Учеба у Флиера открыла в Щедрине умение не просто владеть инструментом, но и передавать смысл музыкального произведения.
Примерно в то же время Ю. Шапорин открыл в Щедрине будущего композитора. Так и пришлось юноше учиться сразу на двух факультетах.
После окончания консерватории перед ним встал вопрос: кем быть – пианистом или композитором? Он, как и Дмитрий Дмитриевич Шостакович, остался и тем и другим, отдав некоторое предпочтение композиции. И, как Шостакович, обладая солидной фортепианной подготовкой, продолжает выступать с исполнением своих сочинений. Между прочим, Шостакович был и остается для Щедрина Учителем с большой буквы. Общение с ним было для начинающего композитора и пианиста великой радостью, его личность сыграла огромную роль в жизни Щедрина. Шостакович оказал влияние на очень многих людей и не только музыкантов – так значителен нравственный пример гениального советского композитора. Встречи с такими людьми – редкая удача.
Из стен консерватории Щедрин вышел не только профессионально подготовленным музыкантом, но и человеком с чрезвычайно развитым чувством гражданского долга. Забота о повышении художественного вкуса народа стала от него неотделима. Великую мощь, созидательную силу искусства он направил в русло служения людям, прекрасно понимая, сколь многое способно пробудить оно в душе человека. Мне вспоминается рассказ замечательного французского художника коммуниста Фернана Леже, который привел Щедрин в подтверждение этой мысли, выступая на V съезде советских композиторов. На одном из людных перекрестков Парижа художник обратил внимание на человека, просящего подаяние. На груди его висела табличка: «Слепой от рождения». Леже захотел помочь ему. И вместо таблички нарисовал плакатик: «Розы зацветут, а я не увижу». Плакатик этот сразу привлек внимание прохожих. Пример маленький, но он хорошо свидетельствует об эмоциональной силе искусства. И в музыке Щедрин больше всего ценит ее облагораживающее воздействие.
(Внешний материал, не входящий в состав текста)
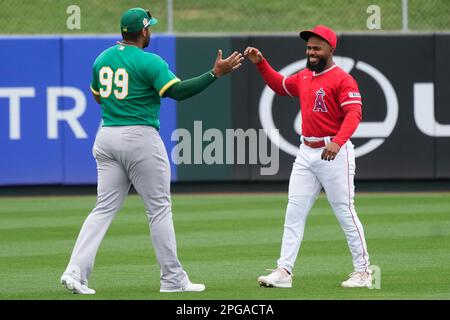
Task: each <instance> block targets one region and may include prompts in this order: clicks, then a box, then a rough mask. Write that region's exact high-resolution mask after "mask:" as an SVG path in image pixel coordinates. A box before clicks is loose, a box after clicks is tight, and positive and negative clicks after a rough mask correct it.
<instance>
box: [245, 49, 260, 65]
mask: <svg viewBox="0 0 450 320" xmlns="http://www.w3.org/2000/svg"><path fill="white" fill-rule="evenodd" d="M244 56H245V57H247V58H249V59H250V61H251V62H253V63H255V64H256V63H260V62H261V61H263V59H264V57H263V55H262V53H261V51H259V50H258V49H256V48H253V47H247V49H245V51H244Z"/></svg>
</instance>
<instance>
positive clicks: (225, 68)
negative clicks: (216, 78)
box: [213, 49, 244, 77]
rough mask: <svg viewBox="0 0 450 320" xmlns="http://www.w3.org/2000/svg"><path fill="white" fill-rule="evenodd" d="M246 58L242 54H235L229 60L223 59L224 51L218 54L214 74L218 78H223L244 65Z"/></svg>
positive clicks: (230, 57)
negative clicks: (227, 74) (244, 57)
mask: <svg viewBox="0 0 450 320" xmlns="http://www.w3.org/2000/svg"><path fill="white" fill-rule="evenodd" d="M242 60H244V57H243V56H242V53H239V52H237V51H235V52H233V53H232V54H231V55H230V56H229V57H228V58H226V59H222V50H220V49H219V52H217V59H216V62H215V63H214V68H213V73H214V75H215V76H216V77H221V76H223V75H226V74H227V73H229V72H231V71H233V70H236V69H238V68H239V67H240V66H241V65H242Z"/></svg>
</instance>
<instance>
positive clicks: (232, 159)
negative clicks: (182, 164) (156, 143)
mask: <svg viewBox="0 0 450 320" xmlns="http://www.w3.org/2000/svg"><path fill="white" fill-rule="evenodd" d="M272 131H278V130H272ZM268 135H269V133H268V132H267V130H265V129H259V130H257V129H253V128H250V129H247V130H245V131H244V130H243V129H225V133H224V132H223V131H221V130H219V129H216V128H210V129H207V130H205V131H203V124H202V121H194V130H193V135H192V134H191V132H190V131H189V130H187V129H183V128H179V129H176V130H174V131H173V133H172V136H171V140H172V141H176V142H177V144H176V145H175V147H174V148H173V149H172V152H171V158H172V162H173V163H174V164H176V165H180V164H207V165H213V164H219V165H224V164H226V165H230V164H250V165H256V164H259V165H261V168H260V173H261V175H265V176H271V175H276V174H277V173H278V170H279V162H280V161H279V149H278V148H277V147H276V145H274V143H275V144H276V143H277V142H276V141H272V142H271V140H269V139H268V137H267V136H268ZM274 136H275V135H274ZM276 136H278V135H276Z"/></svg>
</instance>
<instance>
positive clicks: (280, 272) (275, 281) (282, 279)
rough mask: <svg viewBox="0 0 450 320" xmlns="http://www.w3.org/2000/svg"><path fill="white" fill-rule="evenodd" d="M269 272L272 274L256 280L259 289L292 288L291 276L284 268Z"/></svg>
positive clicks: (279, 268) (290, 274)
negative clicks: (271, 288) (257, 279)
mask: <svg viewBox="0 0 450 320" xmlns="http://www.w3.org/2000/svg"><path fill="white" fill-rule="evenodd" d="M271 271H272V273H271V274H269V275H268V276H261V277H259V278H258V282H259V285H260V286H261V287H268V288H292V275H291V274H289V273H288V272H287V271H286V270H285V269H284V268H280V267H279V268H276V269H275V270H271Z"/></svg>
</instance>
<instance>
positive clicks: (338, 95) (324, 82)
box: [282, 65, 362, 145]
mask: <svg viewBox="0 0 450 320" xmlns="http://www.w3.org/2000/svg"><path fill="white" fill-rule="evenodd" d="M282 84H283V89H284V90H285V92H286V94H287V95H290V96H298V97H299V100H300V107H301V111H302V135H303V136H305V137H327V136H336V135H337V133H338V132H339V130H340V129H341V126H342V123H343V121H344V117H345V115H346V113H347V111H348V110H355V109H357V110H356V111H359V113H360V114H361V106H362V102H361V94H360V93H359V89H358V84H357V83H356V81H355V79H353V77H352V76H351V75H349V74H348V73H347V72H345V71H344V70H342V69H341V68H340V67H338V66H337V65H333V66H332V67H331V68H328V69H327V70H325V71H322V72H320V73H315V72H313V71H311V70H309V69H307V68H306V69H303V70H301V71H299V72H298V73H296V74H294V75H292V76H290V77H287V78H284V79H283V82H282ZM358 122H359V121H358ZM356 126H357V123H356ZM354 129H356V127H355V128H354ZM347 138H349V137H347ZM336 142H338V143H339V144H340V145H341V144H342V143H345V141H336Z"/></svg>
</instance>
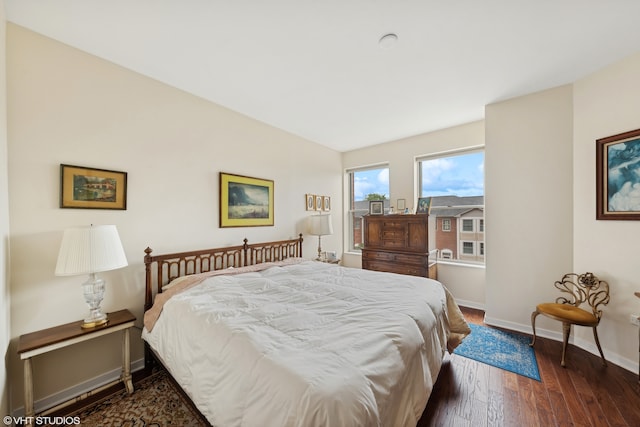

Его поиски беспрестанны, он пытлив и невероятно работоспособен – композитор установил традицию ежегодно знакомить слушателей с какой-нибудь новой своей работой крупной формы. О его творчестве постоянно говорят и спорят на всех уровнях – от слушателей до исполнителей, – потому что оно интересно проблематикой, неожиданностью и смелостью решений. Вспомним «Мертвые души». Десять лет работал он над оперой и средствами музыки прочитал поющую прозу Гоголя, бесподобно очертив ею национальный характер, подчеркнув бесконечную выразительность, живость и гибкость родного языка. Это не иллюстрация и не сопровождение прозы Гоголя музыкой, а взгляд в суть, нутро великой книги, перевод поэмы в иной вид искусства, в котором свои законы, свои способы выражения. Все сюжетные события перемежаются русскими песнями. Музыка их написана на народные слова и выдержана в народном распевном духе. Спектакль оставил сильнейшее художественное впечатление.
Вообще хочется особо сказать о тех его крупных произведениях, фундаментом для которых стала классическая русская литература. Творческая смелость в сочетании с художественным тактом и чувством стиля позволили композитору музыкально переосмыслить вершинные создания отечественной классики. Но, черпая из сокровищницы народного творчества или находя источник вдохновения в прозе Гоголя и Толстого, поэзии Пушкина, драматургии Чехова, Щедрин всегда остается нашим современником, чутко ощущает пульс сегодняшнего дня. Вот этот-то редкий сплав и придает его музыке глубину, оригинальность, неотразимую увлекательность.